After returning to his home in Queens, New York, Nicola spent ten years researching the story until he was able to locate a survivor who lived just a few miles from him in Queens. This led him to meeting with many of the remaining Jewish survivors, and he recorded their experiences.

==Documentary==

The story of the survivors who lived in these caves was featured in the June/July 2004 issue of the National Geographic Adventure magazine, as well as numerous other journal articles, and an award-winning book published in 2007 that Nicola helped to write, targeted for a young adult audience.

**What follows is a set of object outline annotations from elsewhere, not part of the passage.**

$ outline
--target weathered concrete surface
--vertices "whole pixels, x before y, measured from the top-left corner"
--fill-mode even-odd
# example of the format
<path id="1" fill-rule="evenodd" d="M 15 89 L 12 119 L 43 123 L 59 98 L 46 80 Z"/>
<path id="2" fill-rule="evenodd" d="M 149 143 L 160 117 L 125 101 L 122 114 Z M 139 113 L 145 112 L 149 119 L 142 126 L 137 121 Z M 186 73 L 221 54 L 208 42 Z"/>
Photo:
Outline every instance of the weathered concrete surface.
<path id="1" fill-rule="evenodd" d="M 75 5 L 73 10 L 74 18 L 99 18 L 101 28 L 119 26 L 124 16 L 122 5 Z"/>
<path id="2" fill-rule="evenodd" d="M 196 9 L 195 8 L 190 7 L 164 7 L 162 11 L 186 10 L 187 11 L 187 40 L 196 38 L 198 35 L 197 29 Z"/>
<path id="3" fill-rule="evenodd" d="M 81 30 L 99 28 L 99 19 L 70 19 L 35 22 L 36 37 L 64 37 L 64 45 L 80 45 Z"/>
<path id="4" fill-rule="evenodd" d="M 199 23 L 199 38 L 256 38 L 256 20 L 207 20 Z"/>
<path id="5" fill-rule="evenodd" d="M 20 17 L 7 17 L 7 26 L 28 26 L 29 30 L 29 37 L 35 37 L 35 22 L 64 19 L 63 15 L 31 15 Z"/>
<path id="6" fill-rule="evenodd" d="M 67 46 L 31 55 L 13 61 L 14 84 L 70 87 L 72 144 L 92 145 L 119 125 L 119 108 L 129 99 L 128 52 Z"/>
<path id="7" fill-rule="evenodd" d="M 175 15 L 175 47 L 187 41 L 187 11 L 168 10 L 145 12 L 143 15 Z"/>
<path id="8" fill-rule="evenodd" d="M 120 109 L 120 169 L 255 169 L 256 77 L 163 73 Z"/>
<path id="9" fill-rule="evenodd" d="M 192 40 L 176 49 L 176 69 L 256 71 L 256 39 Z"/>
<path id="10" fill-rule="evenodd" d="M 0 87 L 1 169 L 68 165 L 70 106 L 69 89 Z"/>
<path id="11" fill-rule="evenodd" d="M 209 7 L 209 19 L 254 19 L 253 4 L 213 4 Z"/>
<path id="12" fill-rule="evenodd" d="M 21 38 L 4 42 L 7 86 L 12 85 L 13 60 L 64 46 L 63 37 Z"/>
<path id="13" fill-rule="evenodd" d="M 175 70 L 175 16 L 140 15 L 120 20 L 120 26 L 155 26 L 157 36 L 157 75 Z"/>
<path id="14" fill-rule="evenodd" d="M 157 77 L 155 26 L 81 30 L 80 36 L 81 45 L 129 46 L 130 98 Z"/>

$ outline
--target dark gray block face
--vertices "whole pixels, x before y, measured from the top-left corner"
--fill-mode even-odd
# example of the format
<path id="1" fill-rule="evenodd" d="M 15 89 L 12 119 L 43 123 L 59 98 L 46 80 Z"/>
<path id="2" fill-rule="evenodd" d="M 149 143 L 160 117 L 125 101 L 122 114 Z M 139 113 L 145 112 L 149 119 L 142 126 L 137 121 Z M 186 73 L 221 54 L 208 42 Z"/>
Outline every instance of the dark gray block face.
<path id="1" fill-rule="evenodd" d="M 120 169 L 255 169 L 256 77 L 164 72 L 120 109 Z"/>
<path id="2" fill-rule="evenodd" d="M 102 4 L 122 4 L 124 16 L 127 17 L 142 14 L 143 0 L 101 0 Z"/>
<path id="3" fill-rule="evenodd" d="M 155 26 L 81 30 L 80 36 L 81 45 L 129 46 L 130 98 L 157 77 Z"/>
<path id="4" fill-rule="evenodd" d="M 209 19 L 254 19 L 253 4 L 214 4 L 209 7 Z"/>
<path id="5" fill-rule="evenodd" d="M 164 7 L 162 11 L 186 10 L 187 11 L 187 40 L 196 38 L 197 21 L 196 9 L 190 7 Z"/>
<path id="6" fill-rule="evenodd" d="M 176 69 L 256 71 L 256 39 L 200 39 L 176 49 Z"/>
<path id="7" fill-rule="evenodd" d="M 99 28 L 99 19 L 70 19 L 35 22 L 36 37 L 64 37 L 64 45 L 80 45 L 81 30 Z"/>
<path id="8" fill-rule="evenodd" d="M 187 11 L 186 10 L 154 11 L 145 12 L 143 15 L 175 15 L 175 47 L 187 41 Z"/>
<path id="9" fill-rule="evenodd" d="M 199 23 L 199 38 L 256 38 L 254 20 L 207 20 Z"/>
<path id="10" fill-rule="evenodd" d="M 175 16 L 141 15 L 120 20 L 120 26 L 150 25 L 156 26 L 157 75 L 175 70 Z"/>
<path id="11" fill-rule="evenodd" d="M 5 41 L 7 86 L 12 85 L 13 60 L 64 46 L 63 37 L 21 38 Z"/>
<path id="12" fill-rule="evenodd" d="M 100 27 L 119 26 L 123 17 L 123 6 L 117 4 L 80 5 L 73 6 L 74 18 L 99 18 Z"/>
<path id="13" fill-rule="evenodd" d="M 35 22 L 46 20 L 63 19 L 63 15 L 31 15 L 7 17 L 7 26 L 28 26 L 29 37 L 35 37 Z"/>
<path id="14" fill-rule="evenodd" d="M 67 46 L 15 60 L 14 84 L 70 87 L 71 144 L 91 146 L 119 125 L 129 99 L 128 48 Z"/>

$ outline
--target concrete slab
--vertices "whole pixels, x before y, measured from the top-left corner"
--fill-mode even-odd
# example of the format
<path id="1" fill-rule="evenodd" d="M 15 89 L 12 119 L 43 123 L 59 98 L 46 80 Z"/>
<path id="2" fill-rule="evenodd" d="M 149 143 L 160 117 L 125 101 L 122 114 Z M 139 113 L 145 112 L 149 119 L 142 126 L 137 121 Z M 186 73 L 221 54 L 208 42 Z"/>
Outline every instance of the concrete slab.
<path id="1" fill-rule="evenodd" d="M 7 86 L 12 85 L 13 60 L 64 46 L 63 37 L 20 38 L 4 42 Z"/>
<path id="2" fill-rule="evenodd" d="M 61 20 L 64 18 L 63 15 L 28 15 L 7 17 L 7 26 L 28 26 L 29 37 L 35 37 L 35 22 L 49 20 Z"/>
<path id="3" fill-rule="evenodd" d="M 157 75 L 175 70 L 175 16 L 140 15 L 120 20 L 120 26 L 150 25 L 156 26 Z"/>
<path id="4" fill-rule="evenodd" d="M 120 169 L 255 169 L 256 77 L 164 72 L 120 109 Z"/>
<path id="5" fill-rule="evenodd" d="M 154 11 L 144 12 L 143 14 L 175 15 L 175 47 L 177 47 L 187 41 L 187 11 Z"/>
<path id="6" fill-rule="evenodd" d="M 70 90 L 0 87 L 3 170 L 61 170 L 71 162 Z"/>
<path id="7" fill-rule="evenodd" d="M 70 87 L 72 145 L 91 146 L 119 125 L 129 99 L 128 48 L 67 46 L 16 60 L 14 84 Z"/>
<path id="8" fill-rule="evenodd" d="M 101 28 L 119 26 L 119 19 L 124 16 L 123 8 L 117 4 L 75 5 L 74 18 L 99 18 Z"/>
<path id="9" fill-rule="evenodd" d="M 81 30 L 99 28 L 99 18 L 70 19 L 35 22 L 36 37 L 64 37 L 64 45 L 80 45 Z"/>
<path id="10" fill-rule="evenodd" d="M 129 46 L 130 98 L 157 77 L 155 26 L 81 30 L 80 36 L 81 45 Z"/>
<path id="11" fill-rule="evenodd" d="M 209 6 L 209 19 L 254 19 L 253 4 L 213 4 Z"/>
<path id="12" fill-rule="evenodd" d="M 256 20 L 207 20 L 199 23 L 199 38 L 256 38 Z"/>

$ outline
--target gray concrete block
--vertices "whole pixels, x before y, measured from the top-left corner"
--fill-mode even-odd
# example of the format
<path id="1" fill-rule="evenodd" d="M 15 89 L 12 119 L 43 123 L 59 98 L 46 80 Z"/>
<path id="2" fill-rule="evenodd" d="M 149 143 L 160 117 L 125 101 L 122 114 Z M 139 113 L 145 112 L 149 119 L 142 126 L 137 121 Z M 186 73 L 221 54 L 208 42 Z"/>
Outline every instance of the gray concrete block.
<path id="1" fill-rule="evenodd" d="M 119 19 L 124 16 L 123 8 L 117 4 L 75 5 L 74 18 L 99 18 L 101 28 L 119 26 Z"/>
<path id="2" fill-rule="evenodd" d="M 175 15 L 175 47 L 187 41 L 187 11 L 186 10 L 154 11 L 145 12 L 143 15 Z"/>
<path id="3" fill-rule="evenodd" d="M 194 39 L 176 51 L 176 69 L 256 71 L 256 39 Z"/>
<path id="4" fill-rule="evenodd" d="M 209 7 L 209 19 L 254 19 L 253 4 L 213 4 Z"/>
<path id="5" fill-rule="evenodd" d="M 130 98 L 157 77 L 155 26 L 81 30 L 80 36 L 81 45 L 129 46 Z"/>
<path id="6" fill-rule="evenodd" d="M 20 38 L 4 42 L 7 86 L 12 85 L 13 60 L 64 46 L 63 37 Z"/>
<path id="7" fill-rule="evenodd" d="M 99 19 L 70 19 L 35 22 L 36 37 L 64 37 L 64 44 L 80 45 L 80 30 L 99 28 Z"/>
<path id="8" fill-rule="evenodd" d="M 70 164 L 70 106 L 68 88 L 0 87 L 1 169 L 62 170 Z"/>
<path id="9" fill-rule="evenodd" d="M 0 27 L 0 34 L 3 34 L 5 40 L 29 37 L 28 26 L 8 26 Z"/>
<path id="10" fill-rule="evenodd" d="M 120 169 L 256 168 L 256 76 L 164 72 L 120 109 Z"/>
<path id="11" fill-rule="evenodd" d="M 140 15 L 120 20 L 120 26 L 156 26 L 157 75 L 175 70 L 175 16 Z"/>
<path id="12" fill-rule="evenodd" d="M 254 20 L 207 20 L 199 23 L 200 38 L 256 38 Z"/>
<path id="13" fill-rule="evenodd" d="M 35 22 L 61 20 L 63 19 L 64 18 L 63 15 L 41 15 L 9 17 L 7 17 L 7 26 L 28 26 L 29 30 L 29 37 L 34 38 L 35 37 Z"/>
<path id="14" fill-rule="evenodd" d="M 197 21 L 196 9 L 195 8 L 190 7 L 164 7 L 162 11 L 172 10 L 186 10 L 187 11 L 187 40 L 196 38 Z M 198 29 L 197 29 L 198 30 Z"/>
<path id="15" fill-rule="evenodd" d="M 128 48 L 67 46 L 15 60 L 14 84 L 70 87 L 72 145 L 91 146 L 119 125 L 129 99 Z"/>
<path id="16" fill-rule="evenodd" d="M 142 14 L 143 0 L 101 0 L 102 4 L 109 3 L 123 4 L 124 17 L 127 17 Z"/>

National Geographic staff writer and photographer Peter Lane Taylor, who co-authored The Secret of Priest's Grotto with Nicola, created a production company named Frontier Media Ventures, to help facilitate the making of a documentary, exhibit, and feature film about Nicola and the Priest's Grotto Jews.

No Place on Earth is a documentary/feature film about the Priest's Grotto story, as well as Nicola's investigative work in bringing the story to the public's attention, directed and produced by Janet Tobias, narrated by Nicola and four survivors of the caves. It was released theatrically in the US in 2013 by Magnolia Pictures and in Germany by Senator Films.